Best Practices: Theorizing Animal Liberation With Broader Struggles

My friend Lynne sent me a great article from Thomas Paine's Corner. The article, Can We Shed Our Moral Primitivism Before It Is Too Late is an interview conducted by Anneka Svenska with Philosophy Professor and Animal Liberation Theorist Steve Best. Best situates animal liberation struggle alongside a number of other struggles--abolition, Palestinian Liberation, Earth Liberation, and anti-Nazi movements.

At first I was put off by Best's comparisons between animal and human slavery, his tactical evocations of Martin Luther King Jr, Anti-Nazi liberation movements, The African National Congress' struggle against apartheid, and his assertion: "Realizing that animals suffered far more than human beings in the quantity and quality of their pain, suffering, and death, I shifted from human rights to animal rights activism."

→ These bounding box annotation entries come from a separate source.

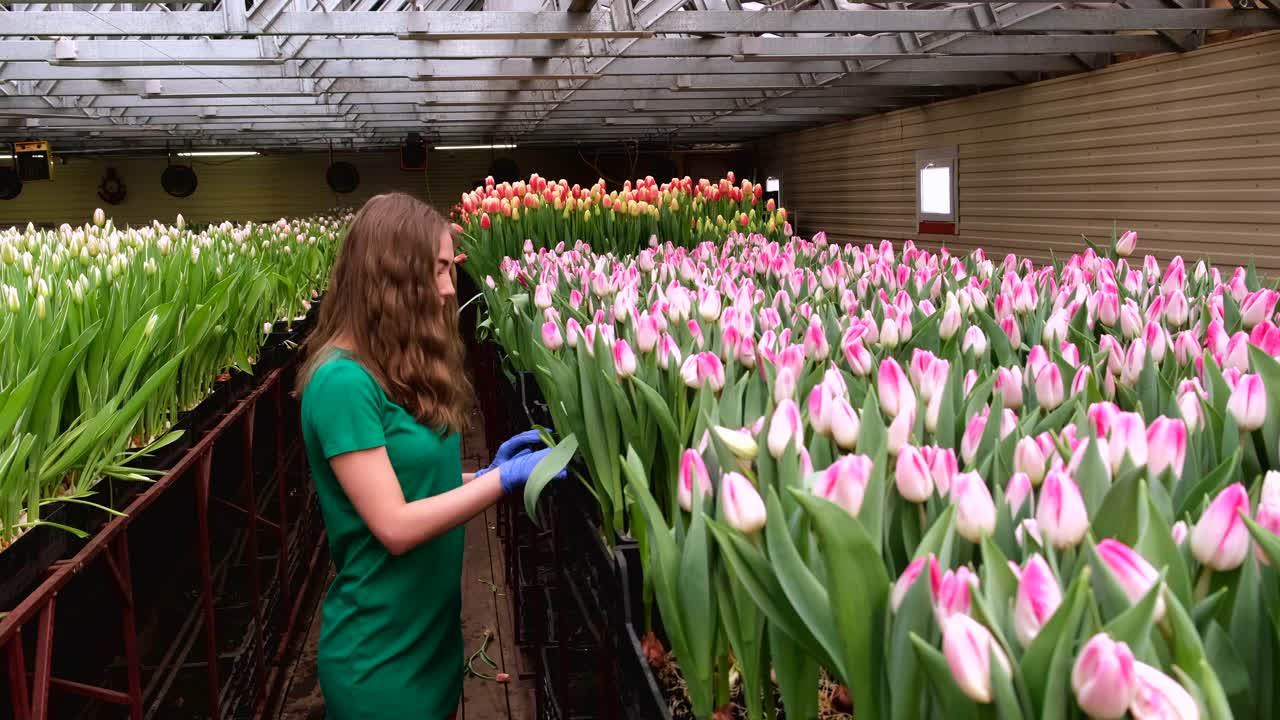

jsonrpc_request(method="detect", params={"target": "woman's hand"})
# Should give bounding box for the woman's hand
[476,430,545,477]
[476,447,566,495]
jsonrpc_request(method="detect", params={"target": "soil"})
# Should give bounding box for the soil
[654,653,854,720]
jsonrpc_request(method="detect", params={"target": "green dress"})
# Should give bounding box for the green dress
[302,351,463,720]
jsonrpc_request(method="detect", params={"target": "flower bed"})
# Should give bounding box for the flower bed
[0,211,346,547]
[481,180,1280,719]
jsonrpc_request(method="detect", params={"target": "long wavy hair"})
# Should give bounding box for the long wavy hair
[297,192,471,433]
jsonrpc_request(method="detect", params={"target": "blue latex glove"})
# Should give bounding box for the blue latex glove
[477,447,566,495]
[477,430,544,474]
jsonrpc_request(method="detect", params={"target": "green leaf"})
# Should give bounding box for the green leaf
[525,433,577,521]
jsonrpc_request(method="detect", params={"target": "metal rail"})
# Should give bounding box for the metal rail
[0,356,324,720]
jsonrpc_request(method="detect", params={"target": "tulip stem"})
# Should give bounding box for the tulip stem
[1194,565,1213,602]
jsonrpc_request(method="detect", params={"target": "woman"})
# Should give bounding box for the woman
[298,193,560,720]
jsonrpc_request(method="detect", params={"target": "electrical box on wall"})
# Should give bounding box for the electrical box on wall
[13,140,54,182]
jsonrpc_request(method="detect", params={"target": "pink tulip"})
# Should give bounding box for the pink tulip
[613,340,636,378]
[1005,473,1032,516]
[960,414,987,465]
[1107,413,1147,473]
[1192,483,1249,571]
[768,398,804,459]
[893,445,933,502]
[1240,288,1280,331]
[929,568,978,625]
[960,325,987,356]
[543,322,564,350]
[660,333,681,370]
[1014,555,1062,647]
[942,615,1010,703]
[1147,415,1187,478]
[887,405,915,456]
[636,313,662,352]
[1014,437,1047,486]
[1226,374,1267,432]
[957,471,996,543]
[920,447,960,497]
[1036,363,1065,410]
[1098,538,1165,623]
[1036,470,1089,550]
[992,368,1023,410]
[813,455,872,518]
[721,473,767,534]
[676,448,712,512]
[890,555,942,612]
[877,357,915,419]
[1071,633,1138,720]
[1116,231,1138,258]
[1129,661,1199,720]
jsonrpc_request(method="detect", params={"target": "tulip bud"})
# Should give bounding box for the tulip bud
[1107,413,1147,473]
[890,553,942,612]
[1116,231,1138,258]
[1036,363,1065,410]
[813,455,872,518]
[676,448,712,512]
[1098,538,1165,623]
[768,398,804,459]
[957,471,996,543]
[1071,633,1138,720]
[1005,473,1032,516]
[942,615,1010,705]
[1226,374,1267,432]
[1036,470,1089,550]
[960,325,987,355]
[1014,437,1048,486]
[938,305,960,340]
[613,340,636,378]
[829,395,861,450]
[1014,555,1062,647]
[893,445,933,502]
[1147,415,1187,478]
[1192,483,1249,571]
[1129,661,1199,720]
[877,357,915,418]
[721,473,767,534]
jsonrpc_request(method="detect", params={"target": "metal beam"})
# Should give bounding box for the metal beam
[0,35,1166,67]
[0,6,1280,40]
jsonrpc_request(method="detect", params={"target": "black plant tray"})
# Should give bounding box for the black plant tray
[609,546,671,720]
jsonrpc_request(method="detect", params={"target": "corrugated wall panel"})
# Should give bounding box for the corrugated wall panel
[760,33,1280,275]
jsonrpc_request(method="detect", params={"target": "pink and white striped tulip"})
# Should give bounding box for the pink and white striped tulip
[768,398,804,459]
[1005,473,1034,516]
[1036,470,1089,550]
[721,473,768,534]
[1036,363,1066,410]
[543,322,564,350]
[1107,413,1148,473]
[1147,415,1187,478]
[829,395,861,450]
[1098,538,1165,623]
[876,357,915,419]
[813,455,872,518]
[942,615,1010,705]
[613,340,636,378]
[957,468,996,543]
[1014,555,1062,647]
[1071,633,1138,720]
[893,445,933,502]
[1226,374,1267,432]
[676,448,712,512]
[1192,483,1249,571]
[1129,661,1199,720]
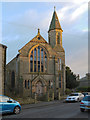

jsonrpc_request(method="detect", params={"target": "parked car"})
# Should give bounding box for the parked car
[66,93,84,102]
[82,92,88,96]
[0,95,21,114]
[80,95,90,112]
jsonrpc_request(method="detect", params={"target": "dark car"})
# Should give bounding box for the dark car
[0,95,21,114]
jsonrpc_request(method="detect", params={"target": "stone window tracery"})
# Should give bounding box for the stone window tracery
[58,58,62,71]
[30,46,47,72]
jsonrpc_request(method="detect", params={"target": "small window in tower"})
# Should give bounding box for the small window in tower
[38,37,40,40]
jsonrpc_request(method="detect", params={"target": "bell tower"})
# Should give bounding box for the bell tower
[48,7,63,48]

Often, when I've heard people compare human and animal oppression, the argument reinforces white, male, heterosexual privilege as follows: "If we fought racism, sexism, and homophobia, it only follows that we should fight for animal liberation" as though there was not a substantial difference between oppressed people and animals. "If we would liberate blacks, we should obviously liberate beagles."

This racist strand of rhetoric in the animal rights movement is obviously alienating and damaging to liberation struggles. In contrast to this comparison, Best argues that what allowed a culture of patriarchy and racism to enforce slavery were tools and techniques developed and perfected first on animals. He successfully demonstrates the links between human and animal exploitation and links the political economy of animal exploitation with human oppression throughout history. Rather than prioritizing animal liberation over human liberation, he argues that the struggles are inseparable.

Citing that 50 billion animals are killed each year, fueling the industrial, capitalist economy, he makes a compelling case that animal liberation is integral to anti-capitalist struggle against a culture of domination and exploitation. He advocates eloquently for the Animal Liberation Front and emphasizes the importance of both theorizing and engaging in direct action for holistic liberation.

I would be interested to hear your thoughts on Best's interview, particularly regarding his analysis of animal liberation as the most holistic framework and also his analysis of animal rights in relationship to other struggles of liberation using frameworks of race, class, gender, sexuality, ability, etc...

Click here
to go to COUCH POTATO REVOLUTION.

Animal rights

I don't think its fair to compare animal oppression in any way to Black oppression. Animals are not people. Nobody has any idea what goes on in a animals head any more than they do what goes on in mine. Are animals oppressed? I think that humans are the top of the food chain. Humans have been eating meat for thousands of years. Who's to say somebody's diet is wrong or oppressive? I think people should at least cut back on the amount of meat they eat. Restrictions on meat would maybe start to solve some of the hunger problem, and it would give the kingpins a new product for the black market, bandit farmers and PETA agents packing heat. Wouldn't that be a sitcom.

You don't hink is fair? One

You don't hink is fair? One species dominating and imposing its will on all other species for VANITY! Like all oppressive movements, it is essential to make distinctions between those who will be exploited and their oppresors! Oppression is oppresion regardless of species.

Humans who enslave, castrate, experiment on and fillet other animals have had an understandible penchant for pretending tha non-human animals don't feel pain, wear them devouer them without any disquiting tings of guilt or regret. It is so unseemly of us who behave so unfeelingly toward other living, feeling beings to contend that only humans can suffer, their behavior renders such pretensions spacious, they are just like us . Drs. Carl Sagan and Ann Druyan

"In their behavior towards non-human animals, human animals are Nazis" Isaac Bashevis Singer (Nobel Prize winner of literature and Nazi Germany concentration camp surviver)

By far, the suffering, misery and death non human animals endure, is thousands of times grater than all human suffering combined throughout all human history. Humans torture and murder millions of innocent sentient beings daily!

"Life is indeed to be pitied, whose dominating inhabitants are so uconscious and so ethically embryonic that they make life a commodity, mercy a disease and sistematic masacre a past time and profession." Professor John Howard Moor

ABOLISH ANIMAL OPPRESSION

I have great admiration for those who defend the helpless and defendless sentient beings who are exploited by human animals who call themselves "rational". Human animals oppress and exploit all other spesies, nature and its own for greed and vanity without any regard, concern, guilt or remorse.

Man's gluttony is that of a parasite who murders and tortures so savagely and violently for the sake of vanity. It is so arrogant it gives life for the solely purpose to end it violently for the sake of its palate. How brutal of an animal humans are, the most savage of all beasts the most arrogant and dumb who thinks of itself superior to all life, an speciesist animal that destroys and plunders in that behalf, just like white supremacist Nazis or slave traders did.

"The most violent weapon on Earth is the table fork." Mahatma Gandhi
"As long as there are slaughter houses, there will be battle fields." Leo Tolstoy

How can we attain PEACE while devouring disesase, misery, death and world destruction?